Como no Brasil é raro o costume de se fazer testamentos, praticamente não existem histórias de acervos que foram doados a museus e bibliotecas, por exemplo. Para quem não conhece nada de música, aquela coleção enorme acaba se tornando um transtorno para quem as herda. E há casos ainda mais absurdos, onde os discos são simplesmente… jogados no lixo.

Foi o que me lembrou o DJ Paulão, dono da Patuá Discos, sobre o episódio que ficou conhecido como o “Verão da Lata” dos colecionadores de vinil. Verão da Lata, para os mais novinhos, foi o nome dado para o sensacional verão de 1987, quando milhares de latas lacradas contendo maconha (da boa) começaram a aparecer no litoral do Rio de Janeiro, entre as praias de Cabo Frio e do Cassino. Estima-se que 22 toneladas da erva apareceram, boiando, como um presente de Jah para os banhistas do estado. A distribuição, que envolveu até investigação do FBI, foi feita pelos tripulantes de uma navio chamado Tunamar, vindo carregado da Austrália e interceptado por narcotraficantes caribenhos. Para se livrar da treta, os marinheiros jogaram toda a maconha no mar, trazida pelas correntes às praias fluminenses.

Mas o que isso tem a ver com disco de vinil? Dia 05 de setembro de 2018, quem passou pela Avenida Sumaré, em São Paulo, deu de cara com uma montanha de discos jogados na calçada, muitos com qualidade impecável. As fotos e vídeos do tesouro se espalharam pela internet, e em pouco tempo centenas de pessoas se ajoelhavam na calçada procurando discos de valor (sentimental ou financeiro mesmo) com mais avidez do que os banhistas da praia procurando latas “da boa”.

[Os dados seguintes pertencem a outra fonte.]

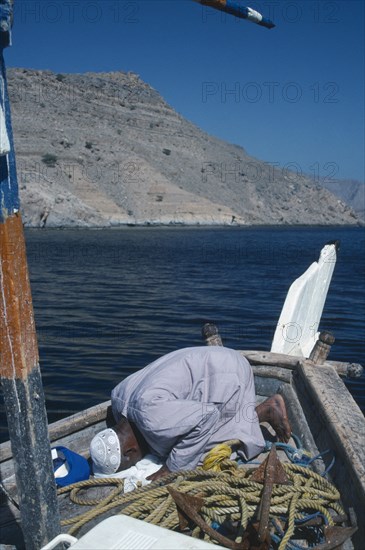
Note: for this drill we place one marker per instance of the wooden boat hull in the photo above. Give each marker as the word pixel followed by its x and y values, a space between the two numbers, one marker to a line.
pixel 321 410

Jogar “entulho” na rua é ilegal e passível de multa, e por isso ninguém jamais ficou sabendo quem era o verdadeiro dono da imensa coleção de discos, que agora está espalhada em casas de amantes do vinil e lojas de discos usados.

“Me disseram que foi uma família que quis se livrar da coleção de um falecido”, conta Paulão. Mas lendas urbanas mais elaboradas começaram a surgir, como a de que uma esposa traída se vingou do marido jogando todos os seus discos no meio da rua.

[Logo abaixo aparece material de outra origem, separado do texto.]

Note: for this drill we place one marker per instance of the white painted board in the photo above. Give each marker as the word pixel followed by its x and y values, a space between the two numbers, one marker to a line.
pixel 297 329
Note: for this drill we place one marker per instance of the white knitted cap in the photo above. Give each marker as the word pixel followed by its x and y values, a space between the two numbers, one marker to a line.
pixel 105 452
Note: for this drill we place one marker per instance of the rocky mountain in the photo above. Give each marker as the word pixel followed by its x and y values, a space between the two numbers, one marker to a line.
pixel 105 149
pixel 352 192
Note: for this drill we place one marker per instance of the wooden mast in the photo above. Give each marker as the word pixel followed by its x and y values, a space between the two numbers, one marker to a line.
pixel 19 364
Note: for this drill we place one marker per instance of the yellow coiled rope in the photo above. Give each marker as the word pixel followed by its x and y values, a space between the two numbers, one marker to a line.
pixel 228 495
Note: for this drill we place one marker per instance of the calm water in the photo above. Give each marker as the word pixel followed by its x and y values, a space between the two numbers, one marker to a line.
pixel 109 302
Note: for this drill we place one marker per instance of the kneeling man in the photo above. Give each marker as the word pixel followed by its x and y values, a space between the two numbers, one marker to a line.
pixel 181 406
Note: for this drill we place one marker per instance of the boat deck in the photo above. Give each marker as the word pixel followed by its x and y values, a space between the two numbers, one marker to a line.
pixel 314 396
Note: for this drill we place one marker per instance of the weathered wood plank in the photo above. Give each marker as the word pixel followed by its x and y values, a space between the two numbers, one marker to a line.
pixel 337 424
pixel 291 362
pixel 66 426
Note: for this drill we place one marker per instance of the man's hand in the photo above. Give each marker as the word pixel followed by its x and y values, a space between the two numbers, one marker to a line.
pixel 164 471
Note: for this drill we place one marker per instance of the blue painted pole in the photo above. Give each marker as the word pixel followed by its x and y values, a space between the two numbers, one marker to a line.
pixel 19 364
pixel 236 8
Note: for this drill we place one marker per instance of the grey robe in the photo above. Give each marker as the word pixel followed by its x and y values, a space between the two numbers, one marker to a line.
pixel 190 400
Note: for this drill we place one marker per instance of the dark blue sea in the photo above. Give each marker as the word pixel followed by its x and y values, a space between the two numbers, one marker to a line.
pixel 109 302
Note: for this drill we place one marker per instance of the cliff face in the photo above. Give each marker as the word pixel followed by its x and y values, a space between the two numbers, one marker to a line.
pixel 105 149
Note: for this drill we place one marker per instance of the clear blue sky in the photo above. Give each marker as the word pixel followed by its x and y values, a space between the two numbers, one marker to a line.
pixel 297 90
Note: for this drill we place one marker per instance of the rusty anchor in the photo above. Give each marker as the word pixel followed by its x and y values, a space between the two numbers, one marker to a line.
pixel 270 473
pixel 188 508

Histórias que mostram dados tão assustadores como os que te contamos acima, sobre a quantidade de música não digitalizada. Um estudo de 2016 feito pela instituto Luminate calcula que, até então, 230 milhões de discos de vinil já haviam sido produzidos e vendidos no mundo. Imagine quantos ainda estão guardados em porões e sótãos, completamente esquecidos, aguardando ansiosamente por uma vitrola que lhes toquem? Impossível mensurar.

No dia mundial em homenagem às lojas de disco, o Record Store Day, só nos resta mandar um beijo enorme a Jula por sua iniciativa incrível, e desejar que sua atitude inspire outros herdeiros pelo mundo!

Jota Wagner

Jota Wagner escreve, discoteca e faz festas no Brasil e Europa desde o começo da década de 90. Atualmente é repórter especial de cultura no Music Non Stop e produtor cultural na Agência 55. Contribuiu, usando os ouvidos, os pés ou as mãos, com a aurora da música eletrônica brasileira.